15 February 2023

Automated Manufacturing Engineering Research and Innovation Intelligent and Autonomous Systems LIVIA – Imaging, Vision and Artificial Intelligence Laboratory

Training Object Detectors with Classification Data

Purchased from Gettyimages. Copyright.

SUMMARY

Deep learning-based object detectors recently achieved tremendous improvement in performance on benchmark datasets. However, they are trained on datasets containing large-scale bounding box annotations. This limits their adoption to practical industrial applications, as getting annotation is costly and time consuming. It is relatively easy to collect classification data where only image-level labels are needed. In this work, we propose an efficient pseudo labelling-based learning scheme leveraging classification data with limited bounding box annotations to enhance detection performance.
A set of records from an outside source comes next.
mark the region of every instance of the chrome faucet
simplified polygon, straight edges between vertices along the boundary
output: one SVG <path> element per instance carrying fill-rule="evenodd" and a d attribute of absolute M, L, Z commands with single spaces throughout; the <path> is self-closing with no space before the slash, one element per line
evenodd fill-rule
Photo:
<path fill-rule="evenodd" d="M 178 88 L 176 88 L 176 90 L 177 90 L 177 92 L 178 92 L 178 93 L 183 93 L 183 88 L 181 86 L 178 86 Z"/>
Annotation Challenge in Modern Deep Object Detectors

Modern Object Detectors with Deep Learning have achieved impressive results on benchmark datasets [1,2]. However, one practical bottleneck for their wide-scale adoption to industrial applications is the availability of large-scale datasets with bounding box annotations to train these detectors. Unlike detection, there are plenty of large-scale datasets available for classification, because it is easy to collect classification labels. What if we could also make use of these large-scale classification datasets to enhance the performance of object detectors? Fig 1 illustrates a setting where a detector is fed with images including bounding box annotations and simple class labels of the object categories it contains. In our study, we addressed this research question by synthesizing pseudo-bounding box labels—called pseudo ground truth (GT)—for images with class-level labels.

Bounding box annotations and class labels

Fig 1: Training object detectors with bounding box annotations and image-level class labels.
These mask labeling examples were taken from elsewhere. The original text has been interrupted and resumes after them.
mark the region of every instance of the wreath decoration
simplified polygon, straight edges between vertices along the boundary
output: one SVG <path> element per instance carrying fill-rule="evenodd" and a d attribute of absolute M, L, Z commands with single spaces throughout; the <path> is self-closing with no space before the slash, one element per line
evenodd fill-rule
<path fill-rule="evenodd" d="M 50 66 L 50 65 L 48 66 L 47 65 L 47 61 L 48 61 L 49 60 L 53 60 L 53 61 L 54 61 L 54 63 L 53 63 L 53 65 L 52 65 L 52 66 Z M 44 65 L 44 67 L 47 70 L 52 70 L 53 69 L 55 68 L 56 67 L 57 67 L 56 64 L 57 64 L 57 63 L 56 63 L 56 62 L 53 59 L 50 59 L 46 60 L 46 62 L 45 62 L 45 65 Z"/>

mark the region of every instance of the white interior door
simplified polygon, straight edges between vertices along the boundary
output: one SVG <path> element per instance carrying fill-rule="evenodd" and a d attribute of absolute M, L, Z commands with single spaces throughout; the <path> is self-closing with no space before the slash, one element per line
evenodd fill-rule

Computing Pseudo Ground Truth Boxes

To obtain pseudo-GT boxes, we first computed candidate regions in an image where there is a high probability of locating objects. Such regions can be obtained as a pre-processing step using classical image processing techniques like selective search [3] or edge box [4]. Next, we used a sampling process to get pseudo-GT boxes corresponding to each category contained in the image. This sampling needs to have a rough clue about the location of different categories. In our method, this was ensured by a process called score propagation. Thus sampling and score propagation are the core building blocks of our method in order to leverage classification data in learning accurate detectors, as shown in fig 2.

Fig 2: Proposed sampling-based learning for training object detectors with image classification data. Sampling and score propagation are the core building blocks of our method.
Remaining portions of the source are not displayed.